Le système mamelouk a ensuite été imité, les siècles suivants, dans diverses dynasties musulmanes iraniennes ou turques, qui s’approprient successivement les restes de l’Empire abbasside. C’est le cas des dynasties samanides et ghaznavides du Khorasan, d’Afghanistan et de Transoxiane ou encore les Seldjoukides qui, venus d’Asie centrale, s’implantent en Irak et en Iran. D’ailleurs une branche de ces peuples, appelé Seldjoukides de Rum ou de Konya s’installe en Asie mineure. Il s’agit des prédécesseurs immédiats des Ottomans.

En Égypte, le système mamelouk apparaît dès la fin du IXe siècle sous le règne dissident d’Ahmad ibn Tûlûn (868-884) qui impose également son autorité à la Syrie. Toutefois, c’est à partir de la moitié du XIIIe siècle qu’apparaît, non plus simplement une garde mamelouk auprès d’un souverain, mais un régime entièrement mamelouk, y compris le sultan. Ce régime domine l’Égypte de 1250 à 1517 et la Syrie de 1260 à 1516, et coexiste un temps avec l’Empire ottoman qui en fait la conquête sous le règne du sultan Selim Ier.

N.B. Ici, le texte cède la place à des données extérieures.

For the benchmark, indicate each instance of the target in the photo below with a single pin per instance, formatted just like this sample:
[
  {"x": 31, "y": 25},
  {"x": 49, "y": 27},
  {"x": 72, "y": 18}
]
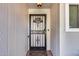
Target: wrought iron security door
[{"x": 37, "y": 26}]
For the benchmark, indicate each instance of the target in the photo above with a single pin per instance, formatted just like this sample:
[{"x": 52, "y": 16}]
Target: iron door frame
[{"x": 30, "y": 48}]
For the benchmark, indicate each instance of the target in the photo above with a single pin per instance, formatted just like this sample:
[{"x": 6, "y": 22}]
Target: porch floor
[{"x": 39, "y": 53}]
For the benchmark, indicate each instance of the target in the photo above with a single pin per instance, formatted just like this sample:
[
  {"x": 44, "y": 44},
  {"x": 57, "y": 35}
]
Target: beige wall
[
  {"x": 13, "y": 22},
  {"x": 69, "y": 41},
  {"x": 14, "y": 32},
  {"x": 55, "y": 42}
]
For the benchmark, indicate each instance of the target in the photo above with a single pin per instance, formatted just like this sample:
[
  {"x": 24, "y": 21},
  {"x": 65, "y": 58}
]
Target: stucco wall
[
  {"x": 55, "y": 41},
  {"x": 69, "y": 41}
]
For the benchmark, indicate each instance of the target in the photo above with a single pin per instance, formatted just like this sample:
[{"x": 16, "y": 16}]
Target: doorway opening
[{"x": 37, "y": 31}]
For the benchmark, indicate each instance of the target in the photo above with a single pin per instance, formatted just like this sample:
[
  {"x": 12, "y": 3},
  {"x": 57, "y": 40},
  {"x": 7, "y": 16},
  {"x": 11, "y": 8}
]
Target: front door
[{"x": 37, "y": 31}]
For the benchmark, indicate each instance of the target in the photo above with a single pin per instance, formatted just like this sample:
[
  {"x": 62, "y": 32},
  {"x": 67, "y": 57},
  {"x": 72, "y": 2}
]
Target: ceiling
[{"x": 34, "y": 5}]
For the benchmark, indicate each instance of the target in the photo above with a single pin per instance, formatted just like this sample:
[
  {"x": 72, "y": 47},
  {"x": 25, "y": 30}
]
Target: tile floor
[{"x": 39, "y": 53}]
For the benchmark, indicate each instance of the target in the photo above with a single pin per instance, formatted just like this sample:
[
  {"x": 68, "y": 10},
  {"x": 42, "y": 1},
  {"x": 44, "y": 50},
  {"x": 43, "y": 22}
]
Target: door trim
[{"x": 38, "y": 48}]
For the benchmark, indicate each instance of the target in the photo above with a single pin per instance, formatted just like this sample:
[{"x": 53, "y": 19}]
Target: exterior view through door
[{"x": 37, "y": 26}]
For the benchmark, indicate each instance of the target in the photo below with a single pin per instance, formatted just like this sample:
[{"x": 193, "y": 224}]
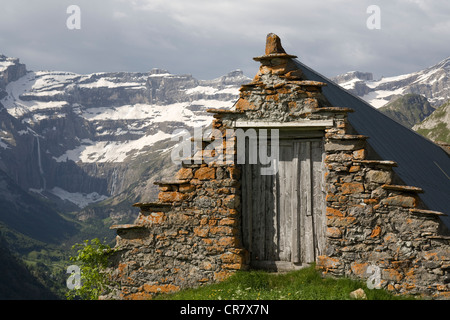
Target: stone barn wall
[{"x": 375, "y": 224}]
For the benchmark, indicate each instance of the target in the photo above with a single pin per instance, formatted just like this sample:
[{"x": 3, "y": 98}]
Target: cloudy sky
[{"x": 210, "y": 38}]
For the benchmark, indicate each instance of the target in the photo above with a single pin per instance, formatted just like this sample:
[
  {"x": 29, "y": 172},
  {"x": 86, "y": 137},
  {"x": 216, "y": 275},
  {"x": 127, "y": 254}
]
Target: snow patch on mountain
[
  {"x": 82, "y": 200},
  {"x": 433, "y": 83}
]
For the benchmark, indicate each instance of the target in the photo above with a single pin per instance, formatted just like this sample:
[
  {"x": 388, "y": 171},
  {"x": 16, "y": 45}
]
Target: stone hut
[{"x": 346, "y": 188}]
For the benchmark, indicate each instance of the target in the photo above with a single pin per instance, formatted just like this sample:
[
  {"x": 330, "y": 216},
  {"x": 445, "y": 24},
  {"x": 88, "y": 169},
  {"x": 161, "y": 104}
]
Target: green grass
[{"x": 304, "y": 284}]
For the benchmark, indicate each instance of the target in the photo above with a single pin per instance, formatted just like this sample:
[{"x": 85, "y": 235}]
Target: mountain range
[
  {"x": 76, "y": 151},
  {"x": 417, "y": 100}
]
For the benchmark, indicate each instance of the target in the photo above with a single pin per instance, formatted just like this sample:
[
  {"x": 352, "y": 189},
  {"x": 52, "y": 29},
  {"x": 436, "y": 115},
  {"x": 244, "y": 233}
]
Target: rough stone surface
[{"x": 198, "y": 240}]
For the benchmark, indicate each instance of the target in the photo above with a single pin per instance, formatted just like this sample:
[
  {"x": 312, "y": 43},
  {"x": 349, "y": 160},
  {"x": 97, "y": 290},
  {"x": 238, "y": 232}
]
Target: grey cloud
[{"x": 209, "y": 38}]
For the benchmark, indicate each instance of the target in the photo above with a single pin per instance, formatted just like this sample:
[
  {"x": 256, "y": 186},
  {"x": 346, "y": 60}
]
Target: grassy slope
[{"x": 304, "y": 284}]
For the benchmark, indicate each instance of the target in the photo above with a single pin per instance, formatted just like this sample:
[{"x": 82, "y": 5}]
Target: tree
[{"x": 92, "y": 261}]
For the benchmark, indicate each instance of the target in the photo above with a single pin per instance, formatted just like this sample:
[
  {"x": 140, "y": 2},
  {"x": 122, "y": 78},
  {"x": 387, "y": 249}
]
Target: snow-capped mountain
[
  {"x": 75, "y": 138},
  {"x": 433, "y": 83}
]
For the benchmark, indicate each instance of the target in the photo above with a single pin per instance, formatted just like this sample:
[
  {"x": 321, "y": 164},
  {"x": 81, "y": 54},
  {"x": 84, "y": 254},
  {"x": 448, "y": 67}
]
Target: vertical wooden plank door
[{"x": 282, "y": 215}]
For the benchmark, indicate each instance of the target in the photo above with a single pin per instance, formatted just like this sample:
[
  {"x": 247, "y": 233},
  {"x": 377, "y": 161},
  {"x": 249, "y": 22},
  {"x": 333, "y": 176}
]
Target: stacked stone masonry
[{"x": 192, "y": 235}]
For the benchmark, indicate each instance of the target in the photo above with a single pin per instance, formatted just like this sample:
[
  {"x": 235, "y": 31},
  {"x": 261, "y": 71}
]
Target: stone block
[
  {"x": 400, "y": 200},
  {"x": 184, "y": 174},
  {"x": 352, "y": 187},
  {"x": 205, "y": 173},
  {"x": 173, "y": 196},
  {"x": 378, "y": 176}
]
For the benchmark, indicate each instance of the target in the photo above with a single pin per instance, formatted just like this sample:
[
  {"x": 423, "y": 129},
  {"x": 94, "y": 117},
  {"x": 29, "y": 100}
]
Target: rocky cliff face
[{"x": 80, "y": 139}]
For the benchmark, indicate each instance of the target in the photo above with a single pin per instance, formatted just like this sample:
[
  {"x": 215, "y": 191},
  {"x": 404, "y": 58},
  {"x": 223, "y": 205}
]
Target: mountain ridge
[{"x": 432, "y": 82}]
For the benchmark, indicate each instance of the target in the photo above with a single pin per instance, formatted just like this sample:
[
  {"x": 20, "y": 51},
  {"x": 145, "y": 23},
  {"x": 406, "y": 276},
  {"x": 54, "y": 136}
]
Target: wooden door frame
[{"x": 297, "y": 255}]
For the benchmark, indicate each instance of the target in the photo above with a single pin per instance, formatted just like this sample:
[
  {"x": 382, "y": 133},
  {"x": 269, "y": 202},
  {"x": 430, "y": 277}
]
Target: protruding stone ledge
[
  {"x": 427, "y": 212},
  {"x": 402, "y": 188},
  {"x": 307, "y": 83},
  {"x": 224, "y": 111},
  {"x": 170, "y": 182},
  {"x": 126, "y": 227},
  {"x": 332, "y": 110},
  {"x": 376, "y": 162},
  {"x": 438, "y": 237},
  {"x": 334, "y": 136},
  {"x": 275, "y": 56},
  {"x": 153, "y": 206}
]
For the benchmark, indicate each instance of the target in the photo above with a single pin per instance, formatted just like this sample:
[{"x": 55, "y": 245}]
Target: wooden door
[{"x": 282, "y": 215}]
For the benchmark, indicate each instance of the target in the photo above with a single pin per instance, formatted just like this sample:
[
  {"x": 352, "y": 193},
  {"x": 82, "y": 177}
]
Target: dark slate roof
[{"x": 421, "y": 163}]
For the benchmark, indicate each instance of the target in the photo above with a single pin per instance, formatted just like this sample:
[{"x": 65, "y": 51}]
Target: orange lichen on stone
[{"x": 352, "y": 187}]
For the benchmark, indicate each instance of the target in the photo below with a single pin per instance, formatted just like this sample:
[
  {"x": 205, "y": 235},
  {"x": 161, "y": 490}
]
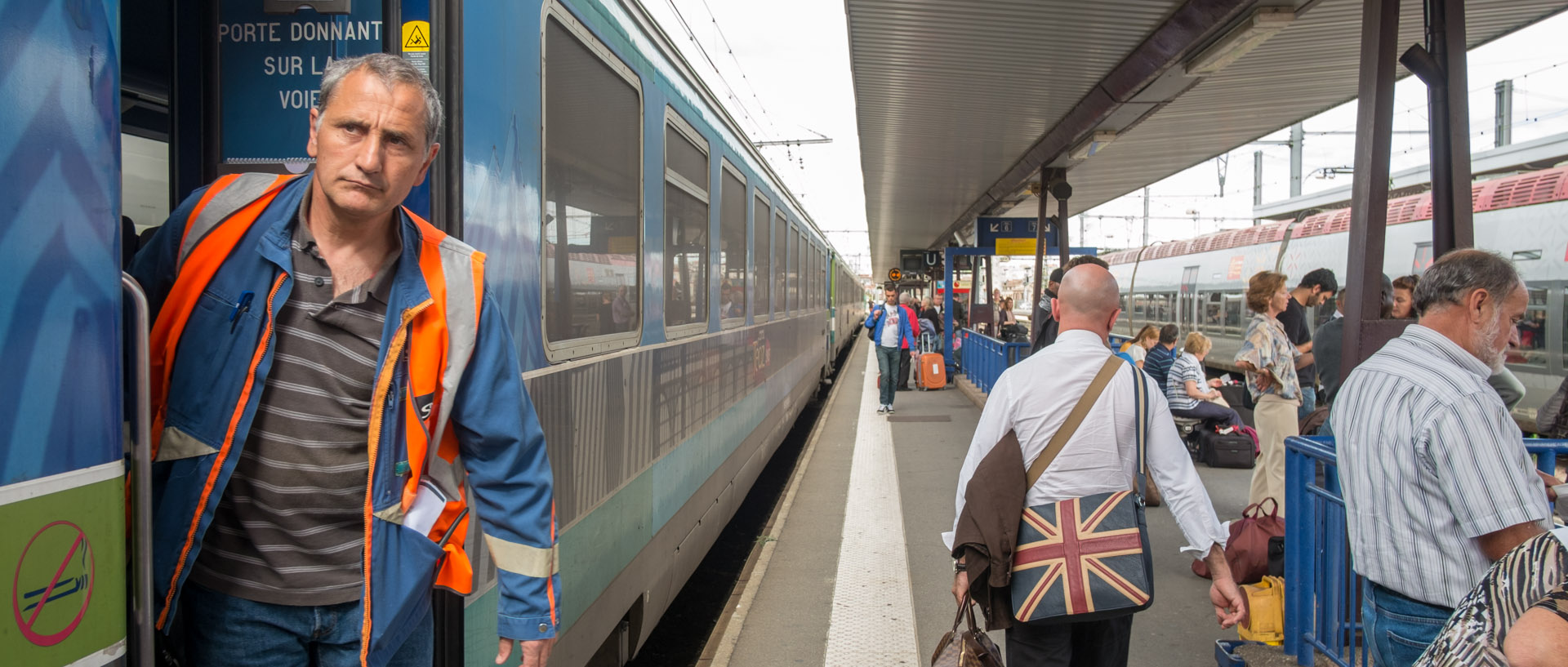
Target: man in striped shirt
[{"x": 1435, "y": 475}]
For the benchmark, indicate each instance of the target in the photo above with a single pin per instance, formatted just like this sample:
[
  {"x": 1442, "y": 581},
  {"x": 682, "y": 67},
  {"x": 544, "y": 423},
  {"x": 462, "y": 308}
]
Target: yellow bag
[{"x": 1266, "y": 611}]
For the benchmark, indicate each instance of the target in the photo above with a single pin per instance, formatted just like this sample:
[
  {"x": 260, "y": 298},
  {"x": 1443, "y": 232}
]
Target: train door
[
  {"x": 1187, "y": 300},
  {"x": 61, "y": 453},
  {"x": 226, "y": 87}
]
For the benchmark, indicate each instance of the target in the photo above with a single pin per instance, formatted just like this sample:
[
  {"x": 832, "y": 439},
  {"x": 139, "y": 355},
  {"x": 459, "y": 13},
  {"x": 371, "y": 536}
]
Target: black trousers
[{"x": 1090, "y": 644}]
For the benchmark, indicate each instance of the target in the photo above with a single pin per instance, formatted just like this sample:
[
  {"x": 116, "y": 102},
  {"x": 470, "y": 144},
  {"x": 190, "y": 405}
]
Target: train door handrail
[{"x": 141, "y": 474}]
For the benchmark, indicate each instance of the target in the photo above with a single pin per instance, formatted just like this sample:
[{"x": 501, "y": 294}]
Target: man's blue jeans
[
  {"x": 888, "y": 368},
  {"x": 1308, "y": 402},
  {"x": 1397, "y": 629},
  {"x": 240, "y": 633}
]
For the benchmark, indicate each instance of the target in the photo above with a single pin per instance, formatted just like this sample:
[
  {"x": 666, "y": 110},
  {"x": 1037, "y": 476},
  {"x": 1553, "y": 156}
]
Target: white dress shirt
[
  {"x": 1036, "y": 397},
  {"x": 1429, "y": 460}
]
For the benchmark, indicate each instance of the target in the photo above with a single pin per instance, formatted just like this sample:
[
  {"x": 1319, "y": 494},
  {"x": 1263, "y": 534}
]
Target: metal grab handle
[{"x": 141, "y": 475}]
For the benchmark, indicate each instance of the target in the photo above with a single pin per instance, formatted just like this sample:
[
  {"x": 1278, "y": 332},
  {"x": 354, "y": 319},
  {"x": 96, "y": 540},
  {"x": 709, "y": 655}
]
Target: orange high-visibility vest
[{"x": 438, "y": 337}]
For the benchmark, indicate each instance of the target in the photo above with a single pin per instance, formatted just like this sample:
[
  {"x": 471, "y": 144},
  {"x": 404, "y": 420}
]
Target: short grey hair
[
  {"x": 1460, "y": 273},
  {"x": 392, "y": 71}
]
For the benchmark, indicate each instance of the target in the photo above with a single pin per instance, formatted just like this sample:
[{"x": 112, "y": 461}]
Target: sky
[{"x": 784, "y": 73}]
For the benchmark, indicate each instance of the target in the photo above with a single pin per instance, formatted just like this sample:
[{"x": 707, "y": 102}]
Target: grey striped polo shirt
[
  {"x": 1431, "y": 460},
  {"x": 291, "y": 525}
]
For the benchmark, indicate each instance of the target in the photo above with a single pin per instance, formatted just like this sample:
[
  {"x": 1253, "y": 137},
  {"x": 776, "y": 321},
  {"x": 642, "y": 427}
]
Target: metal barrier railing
[
  {"x": 985, "y": 358},
  {"x": 1322, "y": 590}
]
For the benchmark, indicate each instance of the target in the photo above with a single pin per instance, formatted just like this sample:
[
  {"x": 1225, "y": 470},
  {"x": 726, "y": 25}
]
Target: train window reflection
[
  {"x": 733, "y": 247},
  {"x": 686, "y": 225},
  {"x": 780, "y": 264},
  {"x": 1214, "y": 312},
  {"x": 763, "y": 238},
  {"x": 797, "y": 252},
  {"x": 1532, "y": 332},
  {"x": 591, "y": 193},
  {"x": 1233, "y": 312}
]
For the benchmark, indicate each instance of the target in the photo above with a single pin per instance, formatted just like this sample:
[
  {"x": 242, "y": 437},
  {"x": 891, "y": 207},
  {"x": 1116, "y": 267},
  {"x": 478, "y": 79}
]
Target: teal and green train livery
[
  {"x": 671, "y": 301},
  {"x": 61, "y": 476}
]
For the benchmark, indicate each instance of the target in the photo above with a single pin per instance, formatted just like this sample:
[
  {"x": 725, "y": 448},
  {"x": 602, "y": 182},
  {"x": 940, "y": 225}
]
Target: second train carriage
[
  {"x": 673, "y": 305},
  {"x": 1200, "y": 284}
]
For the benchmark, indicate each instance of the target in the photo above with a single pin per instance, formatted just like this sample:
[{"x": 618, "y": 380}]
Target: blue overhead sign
[
  {"x": 270, "y": 71},
  {"x": 991, "y": 229}
]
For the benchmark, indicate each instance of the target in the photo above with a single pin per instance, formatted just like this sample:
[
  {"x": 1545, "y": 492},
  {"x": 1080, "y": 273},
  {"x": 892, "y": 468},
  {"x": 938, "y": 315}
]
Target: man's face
[
  {"x": 369, "y": 146},
  {"x": 1493, "y": 334}
]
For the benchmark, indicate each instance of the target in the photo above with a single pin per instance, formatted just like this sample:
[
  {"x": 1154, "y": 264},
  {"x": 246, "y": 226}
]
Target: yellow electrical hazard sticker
[{"x": 416, "y": 37}]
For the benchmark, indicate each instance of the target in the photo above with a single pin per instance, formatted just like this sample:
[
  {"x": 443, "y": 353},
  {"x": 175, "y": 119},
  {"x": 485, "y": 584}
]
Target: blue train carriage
[
  {"x": 1200, "y": 284},
  {"x": 61, "y": 474},
  {"x": 661, "y": 411},
  {"x": 673, "y": 305}
]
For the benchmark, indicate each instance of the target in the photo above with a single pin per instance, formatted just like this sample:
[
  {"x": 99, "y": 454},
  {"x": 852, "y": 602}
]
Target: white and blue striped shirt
[{"x": 1431, "y": 460}]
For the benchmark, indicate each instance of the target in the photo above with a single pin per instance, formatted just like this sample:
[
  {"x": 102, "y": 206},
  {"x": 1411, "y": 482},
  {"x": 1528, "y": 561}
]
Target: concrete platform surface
[{"x": 858, "y": 573}]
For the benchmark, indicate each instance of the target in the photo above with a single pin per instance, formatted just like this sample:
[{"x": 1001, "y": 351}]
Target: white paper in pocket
[{"x": 427, "y": 508}]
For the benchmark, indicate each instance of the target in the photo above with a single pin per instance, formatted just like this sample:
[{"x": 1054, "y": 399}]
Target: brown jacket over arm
[{"x": 988, "y": 530}]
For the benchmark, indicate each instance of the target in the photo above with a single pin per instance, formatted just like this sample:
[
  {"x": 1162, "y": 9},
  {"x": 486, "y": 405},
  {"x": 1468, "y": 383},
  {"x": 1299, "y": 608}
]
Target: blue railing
[
  {"x": 1322, "y": 589},
  {"x": 985, "y": 358}
]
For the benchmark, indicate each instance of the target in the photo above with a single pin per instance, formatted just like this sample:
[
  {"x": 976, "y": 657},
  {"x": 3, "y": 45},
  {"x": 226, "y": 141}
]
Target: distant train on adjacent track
[
  {"x": 1200, "y": 284},
  {"x": 673, "y": 305}
]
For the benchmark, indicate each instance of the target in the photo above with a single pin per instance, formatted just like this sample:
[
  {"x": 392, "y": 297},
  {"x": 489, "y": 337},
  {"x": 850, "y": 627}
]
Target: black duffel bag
[{"x": 1233, "y": 450}]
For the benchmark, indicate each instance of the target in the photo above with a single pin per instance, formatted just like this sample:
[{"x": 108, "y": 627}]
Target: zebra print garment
[{"x": 1530, "y": 575}]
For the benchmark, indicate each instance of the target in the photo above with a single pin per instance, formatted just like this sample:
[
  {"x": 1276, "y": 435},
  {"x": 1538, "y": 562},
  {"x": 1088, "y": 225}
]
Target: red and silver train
[{"x": 1200, "y": 284}]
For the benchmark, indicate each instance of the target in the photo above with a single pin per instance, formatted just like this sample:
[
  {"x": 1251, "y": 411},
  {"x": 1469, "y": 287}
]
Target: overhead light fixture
[
  {"x": 1092, "y": 145},
  {"x": 1241, "y": 39}
]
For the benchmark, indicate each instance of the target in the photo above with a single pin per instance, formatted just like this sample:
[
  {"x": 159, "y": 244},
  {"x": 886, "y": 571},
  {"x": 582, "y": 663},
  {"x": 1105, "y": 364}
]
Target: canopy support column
[{"x": 1365, "y": 331}]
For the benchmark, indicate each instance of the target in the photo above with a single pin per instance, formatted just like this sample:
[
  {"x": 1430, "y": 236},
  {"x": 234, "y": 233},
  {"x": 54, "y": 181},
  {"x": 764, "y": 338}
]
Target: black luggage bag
[{"x": 1217, "y": 450}]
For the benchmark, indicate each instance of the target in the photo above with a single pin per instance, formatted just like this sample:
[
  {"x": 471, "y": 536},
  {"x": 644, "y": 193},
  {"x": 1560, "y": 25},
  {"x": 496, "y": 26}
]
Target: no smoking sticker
[{"x": 52, "y": 585}]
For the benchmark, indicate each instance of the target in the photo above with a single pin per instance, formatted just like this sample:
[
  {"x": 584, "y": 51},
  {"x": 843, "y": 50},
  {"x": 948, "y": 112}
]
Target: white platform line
[{"x": 872, "y": 620}]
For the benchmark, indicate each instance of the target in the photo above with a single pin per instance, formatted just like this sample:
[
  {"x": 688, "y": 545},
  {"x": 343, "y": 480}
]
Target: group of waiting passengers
[{"x": 1450, "y": 522}]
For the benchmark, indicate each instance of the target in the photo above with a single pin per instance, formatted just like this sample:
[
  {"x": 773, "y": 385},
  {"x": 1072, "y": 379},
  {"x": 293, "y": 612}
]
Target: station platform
[{"x": 852, "y": 569}]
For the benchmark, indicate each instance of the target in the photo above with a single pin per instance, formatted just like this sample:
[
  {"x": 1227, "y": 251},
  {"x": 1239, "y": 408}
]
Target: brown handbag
[
  {"x": 968, "y": 648},
  {"x": 1247, "y": 550}
]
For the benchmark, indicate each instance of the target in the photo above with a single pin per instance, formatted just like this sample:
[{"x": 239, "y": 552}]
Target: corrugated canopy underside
[{"x": 952, "y": 95}]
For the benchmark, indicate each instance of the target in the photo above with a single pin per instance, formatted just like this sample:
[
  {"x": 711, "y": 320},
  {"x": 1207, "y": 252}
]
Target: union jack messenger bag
[{"x": 1085, "y": 558}]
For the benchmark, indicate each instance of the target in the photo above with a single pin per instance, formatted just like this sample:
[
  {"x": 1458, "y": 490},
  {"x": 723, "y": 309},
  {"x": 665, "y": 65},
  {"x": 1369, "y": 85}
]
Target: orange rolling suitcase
[{"x": 933, "y": 371}]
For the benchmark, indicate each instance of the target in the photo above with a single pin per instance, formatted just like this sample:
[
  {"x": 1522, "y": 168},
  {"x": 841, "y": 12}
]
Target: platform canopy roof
[{"x": 961, "y": 100}]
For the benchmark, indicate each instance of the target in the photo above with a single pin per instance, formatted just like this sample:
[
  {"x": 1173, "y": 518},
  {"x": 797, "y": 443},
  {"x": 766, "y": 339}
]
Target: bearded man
[{"x": 1435, "y": 475}]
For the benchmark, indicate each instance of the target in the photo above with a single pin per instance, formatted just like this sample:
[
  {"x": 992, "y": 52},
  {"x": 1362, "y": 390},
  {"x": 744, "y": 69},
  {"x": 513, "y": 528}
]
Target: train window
[
  {"x": 1532, "y": 332},
  {"x": 733, "y": 245},
  {"x": 795, "y": 252},
  {"x": 591, "y": 196},
  {"x": 1233, "y": 312},
  {"x": 763, "y": 238},
  {"x": 1423, "y": 257},
  {"x": 686, "y": 228},
  {"x": 780, "y": 264},
  {"x": 1160, "y": 307},
  {"x": 1214, "y": 312}
]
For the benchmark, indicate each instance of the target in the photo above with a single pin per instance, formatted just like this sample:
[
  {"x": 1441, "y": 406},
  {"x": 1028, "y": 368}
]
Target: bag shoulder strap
[{"x": 1075, "y": 419}]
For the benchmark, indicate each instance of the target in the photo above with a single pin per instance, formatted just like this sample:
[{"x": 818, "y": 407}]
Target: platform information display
[
  {"x": 1010, "y": 235},
  {"x": 272, "y": 69}
]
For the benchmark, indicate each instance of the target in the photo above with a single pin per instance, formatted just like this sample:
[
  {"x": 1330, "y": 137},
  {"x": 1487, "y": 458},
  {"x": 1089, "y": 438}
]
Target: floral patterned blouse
[
  {"x": 1267, "y": 346},
  {"x": 1530, "y": 575}
]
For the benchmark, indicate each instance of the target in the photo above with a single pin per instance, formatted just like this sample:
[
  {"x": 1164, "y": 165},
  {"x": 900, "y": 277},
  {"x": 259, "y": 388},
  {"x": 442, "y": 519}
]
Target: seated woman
[
  {"x": 1189, "y": 392},
  {"x": 1517, "y": 616},
  {"x": 1138, "y": 346}
]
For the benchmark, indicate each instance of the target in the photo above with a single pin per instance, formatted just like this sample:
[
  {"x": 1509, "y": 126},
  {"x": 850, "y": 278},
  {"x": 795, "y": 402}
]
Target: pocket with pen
[{"x": 429, "y": 503}]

La troisième partie porte sur l’organisation militaire des troupes non serviles dans l’Empire ottoman. Le régime ottoman trouve son origine dans le beylik gouverné successivement par Osman, Orhan et Murad Ier, en Asie mineure à la fin du XIIIe et au XIVe siècle. En quelques décennies, les souverains de ce jeune État en pleine transformation réorganisent l’appareil militaire. Ils passent d’une armée de raideurs, les ankici, composée de groupes hétérogènes et de compagnons d’armes liés au bey à une armée engagée dans des batailles rangées, maîtrisant des techniques de sièges. Pour les besoins de son expansionnisme, le jeune État ottoman a été obligé de se doter d’une armée plus abondante, mieux formée et plus sophistiquée. C’est ainsi que les sultans ont recours aux jeunes captifs étrangers transformés en soldats-esclaves. Toutefois, ce n’est pas le seul changement. Les souverains ottomans fondent une cavalerie provinciale, les sipahi dotés de concessions fiscales, les timar. Il existe également les azab, un corps d’infanterie dont les membres n’appartiennent pas à la classe militaire, aux askeri. Ce sont des reaya, des hommes libres musulmans issus de la classe productive et assujettis à l’impôt. Ils appartiennent exclusivement de la population urbaine. Toutefois, cette infanterie est moins entraînée et moins performante que les janissaires. Enfin, l’armée ottomane est composée de fantassins ruraux ou yaya « ceux qui vont à pied », de müsellem, une cavalerie qui venait en complément des sipahi, et d’autres corps paramilitaires.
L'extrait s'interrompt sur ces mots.